I think the problem here is she’s worried about the chemistry between us. Which is what tonight is about. I look up at the clock. Almost seven. Kayla had a parent-teacher conference after school. She doesn’t expect to see me tonight. I had other plans. I check the steaks and pull them out of the oven to let them rest. I did most of the cooking on top, and just stuck them in there to finish. They should be perfect now. I’m throwing the last of the salad together when Kayla walks through the door. She stops and does a double take before grinning sheepishly.
“You really are giving your key to my apartment a work out lately, aren’t you?”
“Are you hungry?”
“It depends. Is that steak I smell?”
“Medium-well with roasted garlic potatoes and a salad.”

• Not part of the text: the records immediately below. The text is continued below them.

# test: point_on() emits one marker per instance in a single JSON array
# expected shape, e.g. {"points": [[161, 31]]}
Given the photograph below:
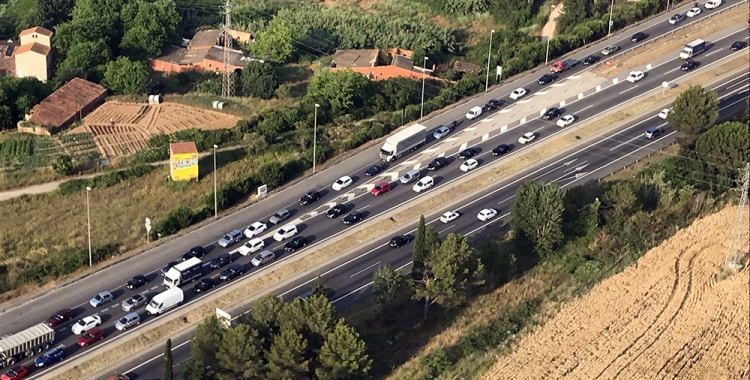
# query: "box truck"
{"points": [[184, 272], [165, 301], [26, 343], [403, 142]]}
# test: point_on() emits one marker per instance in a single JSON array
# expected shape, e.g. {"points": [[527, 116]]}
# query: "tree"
{"points": [[537, 212], [695, 111], [343, 355], [258, 80], [124, 76]]}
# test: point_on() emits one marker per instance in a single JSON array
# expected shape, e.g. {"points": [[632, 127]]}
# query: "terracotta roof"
{"points": [[63, 105], [35, 47], [183, 148], [36, 29]]}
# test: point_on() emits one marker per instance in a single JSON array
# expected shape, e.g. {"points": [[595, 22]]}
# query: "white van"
{"points": [[165, 301]]}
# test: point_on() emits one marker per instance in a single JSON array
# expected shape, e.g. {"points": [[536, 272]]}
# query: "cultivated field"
{"points": [[134, 123], [671, 316]]}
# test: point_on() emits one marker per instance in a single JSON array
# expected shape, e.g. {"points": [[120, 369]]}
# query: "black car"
{"points": [[689, 65], [374, 170], [197, 251], [309, 197], [205, 284], [590, 60], [638, 37], [398, 241], [501, 149], [437, 163], [547, 78], [551, 113], [137, 281], [352, 218], [336, 211], [468, 153], [295, 244], [220, 261], [231, 272]]}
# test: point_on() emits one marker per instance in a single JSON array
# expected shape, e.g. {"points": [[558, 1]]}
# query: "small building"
{"points": [[183, 161]]}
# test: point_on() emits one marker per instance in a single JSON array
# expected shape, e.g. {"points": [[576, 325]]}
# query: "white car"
{"points": [[487, 214], [565, 121], [517, 93], [635, 76], [253, 245], [342, 183], [526, 138], [469, 164], [449, 216], [86, 324], [474, 112], [255, 229]]}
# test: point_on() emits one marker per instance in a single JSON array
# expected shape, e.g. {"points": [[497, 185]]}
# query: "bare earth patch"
{"points": [[666, 317]]}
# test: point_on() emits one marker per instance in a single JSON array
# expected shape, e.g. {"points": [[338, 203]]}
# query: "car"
{"points": [[205, 284], [527, 138], [449, 216], [738, 45], [86, 324], [15, 373], [590, 60], [279, 216], [309, 197], [474, 113], [677, 18], [336, 211], [547, 78], [353, 217], [487, 214], [374, 170], [653, 132], [610, 49], [59, 318], [381, 188], [49, 357], [551, 113], [220, 261], [197, 251], [469, 164], [398, 241], [565, 121], [468, 153], [295, 244], [437, 163], [635, 76], [101, 298], [500, 150], [231, 238], [231, 272], [342, 183], [638, 37], [253, 245], [90, 337], [517, 93], [134, 302]]}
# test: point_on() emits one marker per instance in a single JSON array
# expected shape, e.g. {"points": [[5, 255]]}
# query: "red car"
{"points": [[15, 373], [381, 188], [90, 337]]}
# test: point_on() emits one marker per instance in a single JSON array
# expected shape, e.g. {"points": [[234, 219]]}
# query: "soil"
{"points": [[670, 316]]}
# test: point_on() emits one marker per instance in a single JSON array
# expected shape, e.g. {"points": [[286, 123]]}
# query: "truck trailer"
{"points": [[26, 343], [403, 142]]}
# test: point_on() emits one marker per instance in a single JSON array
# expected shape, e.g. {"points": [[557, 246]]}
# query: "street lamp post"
{"points": [[489, 55]]}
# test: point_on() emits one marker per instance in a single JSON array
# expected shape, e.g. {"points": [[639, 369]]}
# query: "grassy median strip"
{"points": [[174, 323]]}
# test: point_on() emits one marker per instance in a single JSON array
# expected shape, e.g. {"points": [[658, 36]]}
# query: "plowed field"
{"points": [[669, 317]]}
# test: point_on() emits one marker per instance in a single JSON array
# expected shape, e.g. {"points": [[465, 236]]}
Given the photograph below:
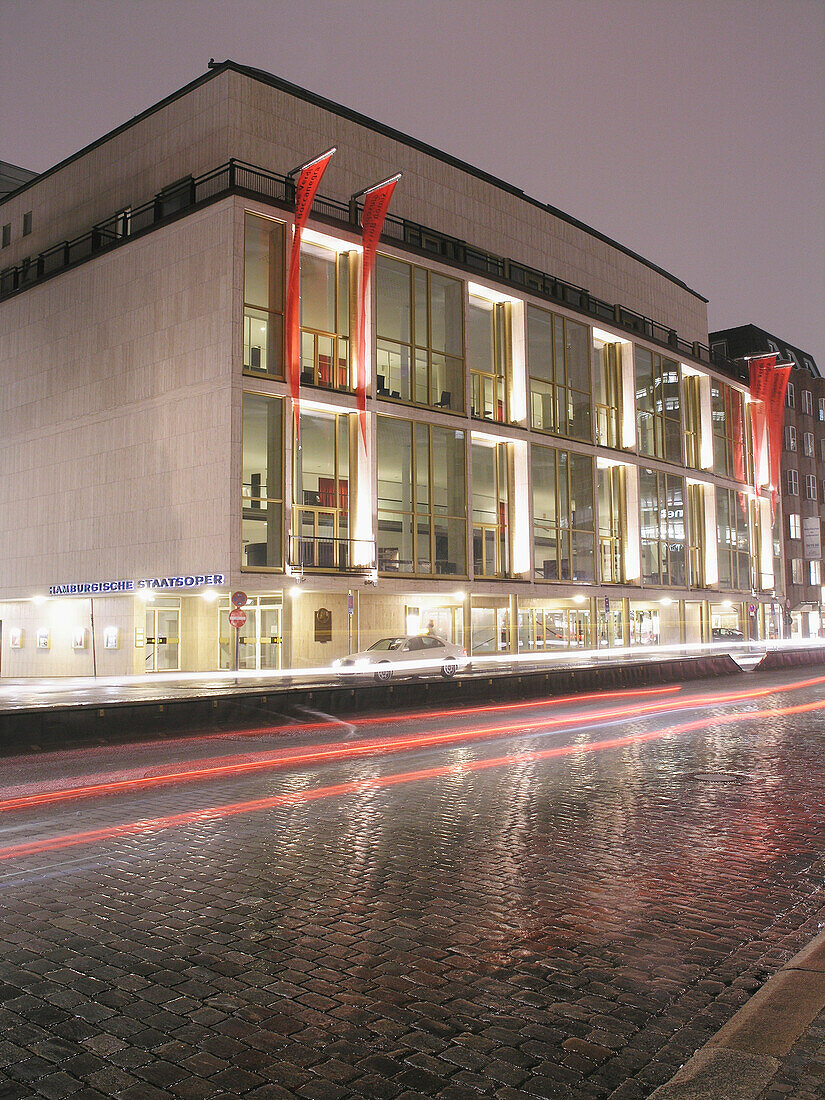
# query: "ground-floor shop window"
{"points": [[162, 651], [260, 639]]}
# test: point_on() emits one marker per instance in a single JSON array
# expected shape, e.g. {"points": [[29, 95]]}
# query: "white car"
{"points": [[408, 655]]}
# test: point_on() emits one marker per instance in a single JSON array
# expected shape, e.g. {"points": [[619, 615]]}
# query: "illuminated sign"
{"points": [[150, 583], [811, 540]]}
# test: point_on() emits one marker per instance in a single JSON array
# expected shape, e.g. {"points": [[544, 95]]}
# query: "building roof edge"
{"points": [[311, 97]]}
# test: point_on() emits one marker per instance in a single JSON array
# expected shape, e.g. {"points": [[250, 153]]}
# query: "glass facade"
{"points": [[487, 355], [563, 517], [658, 408], [262, 526], [263, 296], [733, 537], [608, 393], [491, 550], [451, 503], [325, 317], [727, 413], [321, 492], [421, 499], [558, 363], [419, 336], [612, 524], [661, 497]]}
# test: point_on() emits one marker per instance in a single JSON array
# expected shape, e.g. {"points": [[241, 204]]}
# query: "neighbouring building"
{"points": [[553, 459], [802, 481]]}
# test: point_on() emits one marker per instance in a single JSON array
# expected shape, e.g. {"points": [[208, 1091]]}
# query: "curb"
{"points": [[744, 1056], [64, 726]]}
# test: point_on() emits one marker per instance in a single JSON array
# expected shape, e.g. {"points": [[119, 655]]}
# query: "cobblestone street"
{"points": [[539, 901]]}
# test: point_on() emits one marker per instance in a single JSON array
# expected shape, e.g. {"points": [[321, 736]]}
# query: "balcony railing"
{"points": [[326, 554], [239, 177]]}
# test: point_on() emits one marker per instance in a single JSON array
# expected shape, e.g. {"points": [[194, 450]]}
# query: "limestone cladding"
{"points": [[275, 130], [233, 114], [188, 135], [116, 413]]}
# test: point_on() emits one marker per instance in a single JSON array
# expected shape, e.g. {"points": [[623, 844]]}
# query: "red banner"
{"points": [[305, 190], [738, 442], [768, 385], [376, 201]]}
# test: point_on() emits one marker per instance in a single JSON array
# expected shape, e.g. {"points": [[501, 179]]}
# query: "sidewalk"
{"points": [[773, 1048]]}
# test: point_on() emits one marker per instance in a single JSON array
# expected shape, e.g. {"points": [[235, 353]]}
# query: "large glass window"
{"points": [[727, 411], [487, 354], [321, 507], [733, 528], [696, 534], [661, 497], [263, 483], [263, 296], [692, 405], [421, 498], [658, 417], [608, 393], [491, 557], [419, 336], [325, 317], [558, 361], [562, 510], [612, 524]]}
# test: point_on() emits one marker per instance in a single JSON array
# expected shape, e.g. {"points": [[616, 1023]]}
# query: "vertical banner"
{"points": [[376, 201], [738, 443], [768, 385], [305, 189]]}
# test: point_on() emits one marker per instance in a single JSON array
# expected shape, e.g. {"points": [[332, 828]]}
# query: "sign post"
{"points": [[237, 618]]}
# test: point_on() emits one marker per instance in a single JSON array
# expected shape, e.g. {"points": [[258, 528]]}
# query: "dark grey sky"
{"points": [[692, 131]]}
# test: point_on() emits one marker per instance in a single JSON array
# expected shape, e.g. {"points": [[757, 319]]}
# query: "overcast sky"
{"points": [[692, 131]]}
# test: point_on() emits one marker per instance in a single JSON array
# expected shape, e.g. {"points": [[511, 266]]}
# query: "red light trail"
{"points": [[226, 767], [376, 782]]}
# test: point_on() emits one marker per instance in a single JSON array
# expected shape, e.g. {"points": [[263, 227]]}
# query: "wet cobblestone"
{"points": [[564, 927]]}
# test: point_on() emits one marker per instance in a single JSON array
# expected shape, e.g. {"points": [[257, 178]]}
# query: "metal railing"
{"points": [[240, 177], [327, 554]]}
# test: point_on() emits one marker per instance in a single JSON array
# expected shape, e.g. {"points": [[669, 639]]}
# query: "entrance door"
{"points": [[163, 639], [270, 639], [260, 641]]}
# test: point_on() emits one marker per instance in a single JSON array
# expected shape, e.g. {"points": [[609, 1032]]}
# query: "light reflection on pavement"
{"points": [[561, 900]]}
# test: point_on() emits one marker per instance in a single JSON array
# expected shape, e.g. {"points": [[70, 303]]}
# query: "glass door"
{"points": [[163, 637], [270, 638], [260, 641]]}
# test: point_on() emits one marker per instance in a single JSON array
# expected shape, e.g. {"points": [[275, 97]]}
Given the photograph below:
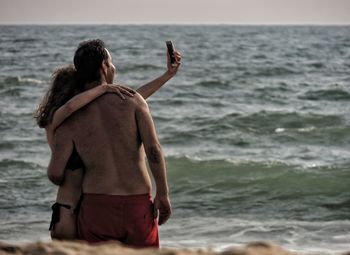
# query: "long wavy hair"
{"points": [[63, 87]]}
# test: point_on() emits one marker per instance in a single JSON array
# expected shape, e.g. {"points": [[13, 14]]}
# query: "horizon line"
{"points": [[172, 24]]}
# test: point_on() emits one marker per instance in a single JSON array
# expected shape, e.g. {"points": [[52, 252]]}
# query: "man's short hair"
{"points": [[88, 59]]}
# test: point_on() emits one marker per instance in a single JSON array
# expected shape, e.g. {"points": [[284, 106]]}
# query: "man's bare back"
{"points": [[107, 138]]}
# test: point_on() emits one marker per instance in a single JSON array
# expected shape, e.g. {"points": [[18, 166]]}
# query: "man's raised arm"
{"points": [[61, 151], [155, 159]]}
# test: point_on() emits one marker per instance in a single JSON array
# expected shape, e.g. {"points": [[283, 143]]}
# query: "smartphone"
{"points": [[170, 46]]}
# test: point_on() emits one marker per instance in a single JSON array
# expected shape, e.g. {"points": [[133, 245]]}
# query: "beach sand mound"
{"points": [[114, 248]]}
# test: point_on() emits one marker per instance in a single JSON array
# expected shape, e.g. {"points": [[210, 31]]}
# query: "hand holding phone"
{"points": [[171, 49]]}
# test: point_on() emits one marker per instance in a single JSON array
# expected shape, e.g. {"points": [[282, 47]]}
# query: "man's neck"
{"points": [[93, 84]]}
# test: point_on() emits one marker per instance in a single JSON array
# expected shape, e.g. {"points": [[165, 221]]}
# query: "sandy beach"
{"points": [[75, 248]]}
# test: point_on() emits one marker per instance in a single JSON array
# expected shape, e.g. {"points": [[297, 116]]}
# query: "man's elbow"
{"points": [[55, 178], [154, 153]]}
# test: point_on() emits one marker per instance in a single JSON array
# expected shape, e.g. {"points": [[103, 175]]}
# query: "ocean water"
{"points": [[255, 128]]}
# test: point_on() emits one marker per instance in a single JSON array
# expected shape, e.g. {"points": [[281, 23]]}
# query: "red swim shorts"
{"points": [[128, 219]]}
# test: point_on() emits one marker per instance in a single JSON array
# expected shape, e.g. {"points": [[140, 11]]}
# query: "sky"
{"points": [[333, 12]]}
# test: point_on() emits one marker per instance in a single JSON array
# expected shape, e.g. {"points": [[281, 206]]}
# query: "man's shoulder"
{"points": [[135, 101]]}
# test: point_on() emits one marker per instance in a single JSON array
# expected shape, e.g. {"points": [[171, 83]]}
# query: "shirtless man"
{"points": [[111, 135]]}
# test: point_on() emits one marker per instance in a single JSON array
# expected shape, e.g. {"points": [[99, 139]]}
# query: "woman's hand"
{"points": [[120, 90], [173, 68]]}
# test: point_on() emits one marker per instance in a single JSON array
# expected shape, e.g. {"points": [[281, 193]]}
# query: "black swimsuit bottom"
{"points": [[74, 162]]}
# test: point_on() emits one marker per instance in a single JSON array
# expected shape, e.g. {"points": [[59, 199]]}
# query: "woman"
{"points": [[60, 102]]}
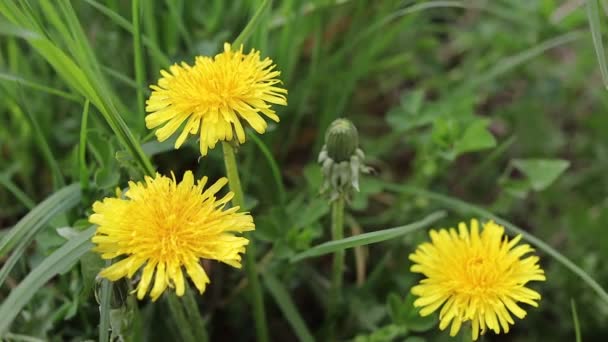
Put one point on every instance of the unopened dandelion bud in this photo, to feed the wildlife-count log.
(341, 140)
(341, 160)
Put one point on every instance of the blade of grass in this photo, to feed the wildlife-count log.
(367, 238)
(60, 201)
(119, 76)
(577, 327)
(467, 208)
(274, 166)
(593, 15)
(138, 60)
(43, 144)
(105, 302)
(38, 86)
(82, 148)
(511, 62)
(86, 80)
(288, 308)
(14, 189)
(155, 51)
(59, 261)
(251, 25)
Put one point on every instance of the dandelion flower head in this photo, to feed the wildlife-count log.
(214, 96)
(475, 276)
(166, 227)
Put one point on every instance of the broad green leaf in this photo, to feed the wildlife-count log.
(541, 172)
(368, 238)
(291, 313)
(476, 137)
(64, 257)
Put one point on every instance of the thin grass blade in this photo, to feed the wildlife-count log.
(368, 238)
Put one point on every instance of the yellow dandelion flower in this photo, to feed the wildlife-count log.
(477, 277)
(164, 226)
(213, 96)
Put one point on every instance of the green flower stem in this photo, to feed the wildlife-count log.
(466, 333)
(257, 297)
(337, 233)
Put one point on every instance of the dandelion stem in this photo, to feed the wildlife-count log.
(337, 233)
(250, 265)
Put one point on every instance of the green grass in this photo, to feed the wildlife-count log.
(487, 109)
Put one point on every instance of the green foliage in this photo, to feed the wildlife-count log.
(488, 109)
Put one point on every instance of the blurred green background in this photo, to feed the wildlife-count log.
(498, 103)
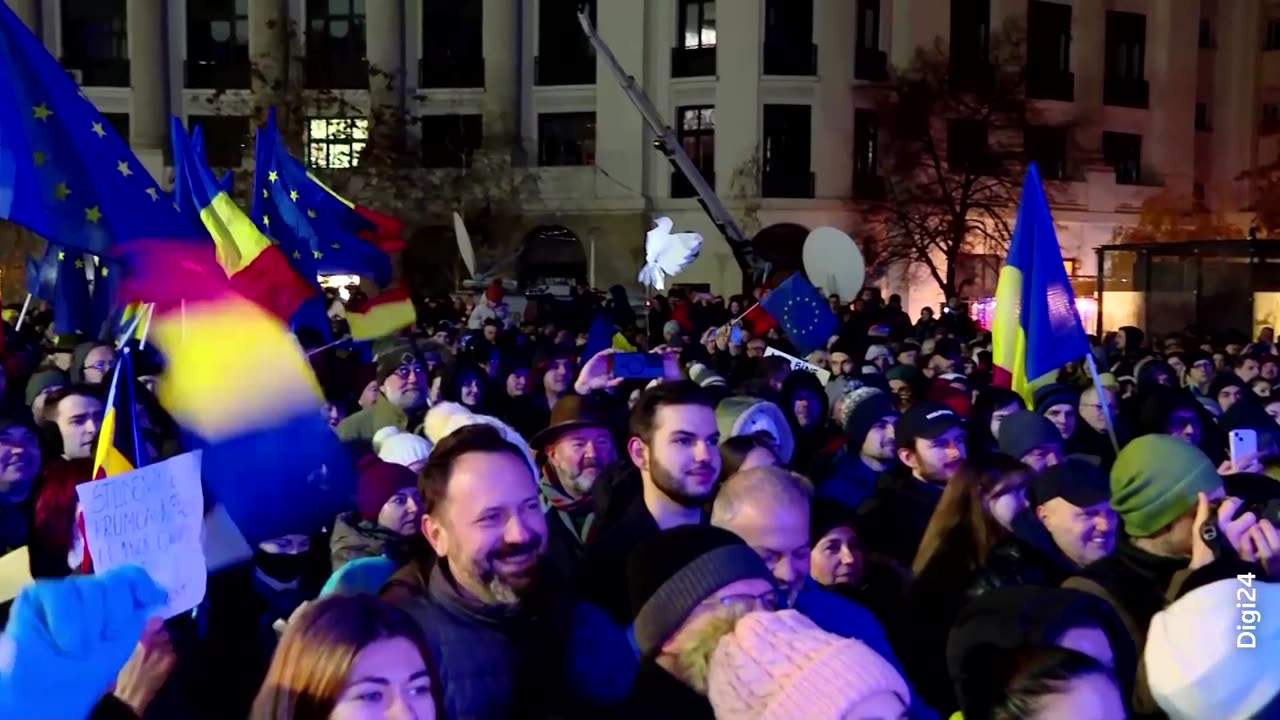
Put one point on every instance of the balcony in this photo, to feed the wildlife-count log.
(693, 62)
(869, 187)
(92, 72)
(791, 59)
(218, 74)
(439, 71)
(871, 64)
(681, 187)
(1052, 85)
(337, 73)
(787, 183)
(1125, 92)
(565, 69)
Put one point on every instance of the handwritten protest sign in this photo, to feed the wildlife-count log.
(798, 364)
(151, 516)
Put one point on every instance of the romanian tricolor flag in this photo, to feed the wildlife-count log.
(382, 315)
(1036, 328)
(256, 268)
(119, 445)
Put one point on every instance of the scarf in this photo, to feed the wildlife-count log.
(568, 509)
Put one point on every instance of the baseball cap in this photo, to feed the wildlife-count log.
(926, 420)
(1075, 481)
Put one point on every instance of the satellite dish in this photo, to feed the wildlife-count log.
(833, 263)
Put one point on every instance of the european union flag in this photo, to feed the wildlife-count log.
(64, 172)
(315, 229)
(803, 313)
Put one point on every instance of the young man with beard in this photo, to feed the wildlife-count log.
(574, 450)
(768, 507)
(508, 641)
(931, 445)
(675, 443)
(401, 397)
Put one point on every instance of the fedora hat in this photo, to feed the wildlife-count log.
(571, 413)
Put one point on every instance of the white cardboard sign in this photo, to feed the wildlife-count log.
(151, 516)
(798, 364)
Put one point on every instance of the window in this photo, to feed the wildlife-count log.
(452, 44)
(225, 139)
(696, 23)
(95, 41)
(1202, 118)
(449, 141)
(1123, 151)
(336, 45)
(1046, 146)
(565, 57)
(218, 44)
(336, 142)
(566, 139)
(1271, 41)
(787, 151)
(1048, 51)
(967, 144)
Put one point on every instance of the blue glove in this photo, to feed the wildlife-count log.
(67, 639)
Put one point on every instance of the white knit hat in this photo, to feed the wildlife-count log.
(405, 449)
(781, 666)
(1196, 664)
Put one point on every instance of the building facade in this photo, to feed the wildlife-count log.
(772, 99)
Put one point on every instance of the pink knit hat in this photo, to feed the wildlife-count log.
(781, 666)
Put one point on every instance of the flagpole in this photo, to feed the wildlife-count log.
(1102, 400)
(22, 315)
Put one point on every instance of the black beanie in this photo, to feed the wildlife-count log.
(671, 573)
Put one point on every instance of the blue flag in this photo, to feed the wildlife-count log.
(64, 172)
(315, 229)
(803, 313)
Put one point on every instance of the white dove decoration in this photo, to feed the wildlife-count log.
(667, 254)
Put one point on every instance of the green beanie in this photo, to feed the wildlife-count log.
(1155, 479)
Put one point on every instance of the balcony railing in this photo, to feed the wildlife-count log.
(871, 65)
(565, 69)
(100, 72)
(693, 62)
(787, 183)
(791, 59)
(1054, 85)
(1125, 92)
(447, 69)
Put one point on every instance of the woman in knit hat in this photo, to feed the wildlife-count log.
(781, 666)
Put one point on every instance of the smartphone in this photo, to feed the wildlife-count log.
(636, 365)
(1242, 443)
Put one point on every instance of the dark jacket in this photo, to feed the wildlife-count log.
(551, 656)
(894, 519)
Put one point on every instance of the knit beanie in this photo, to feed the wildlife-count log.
(405, 449)
(1024, 431)
(675, 570)
(781, 666)
(1157, 478)
(376, 483)
(1201, 652)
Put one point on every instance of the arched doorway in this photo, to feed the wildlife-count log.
(552, 255)
(782, 247)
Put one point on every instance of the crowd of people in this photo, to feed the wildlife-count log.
(535, 536)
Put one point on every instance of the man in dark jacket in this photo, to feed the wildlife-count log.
(931, 443)
(508, 641)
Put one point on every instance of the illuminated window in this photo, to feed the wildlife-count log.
(336, 142)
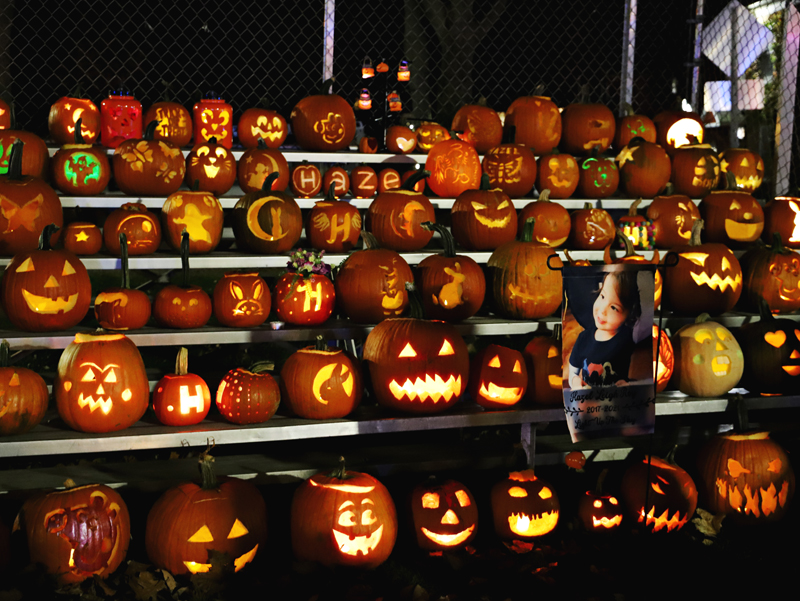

“Then I’m starved,” she sighs, putting her coat down on the chair by the door and walking towards me with a huge smile. She’s wearing a turquoise dress with a V neckline that hangs on her loosely. Except for the color, it doesn’t do a thing for her, but to me right now she looks beautiful.
“Did you have a good day?”
“It wasn’t horrible, and considering I had twenty kindergarten children finger-painting it could have been.”
“Sounds like a colorful day.”
“Cute. Do I have time to shower before this meal?”
“Can you shower in twenty minutes?”
“Ten if there’s dessert involved.”
“Go shower, Buttercup. I think I got you covered.”
“Sounds like a plan,” she says before heading down the hall to her bedroom.
I get the plates together and dish everything up and then stop. The house is quiet. I never noticed it before Kayla got home, but now it’s weighing down on me. I hear every tick of the clock on the wall and the hum of the refrigerator. Even the air pump to her fish tank sounds twice as loud as normal. What is the loudest of all, however, is the sound of the shower turning on. I don’t know how it’s possible to hear it all the way in here, yet I do. I should ignore it. Tonight was about moving slowly and not scaring her away.
I go over every reason I shouldn’t do this in my head. It doesn’t help. I find myself walking down the hall to her room.
Anticipation runs through my body the closer I get. My fists clench and unclench as I make it to her bathroom. Through the clouded glass of her shower, I can see her body’s silhouette. It is misshaped and peach in hue, moving fluidly. Nothing is recognizable and still it turns me on like nothing else has in my life. I’m transfixed, glued to her muddled image, but nothing could have prepared me for the view when her body turns toward me. Maybe it’s my imagination, but I can see her clearer. Clear enough that I can see her hands move over her breasts. I grieve that I can’t see them better. I need to—more than my next breath. That’s the only reason I can fathom for doing what I shouldn’t.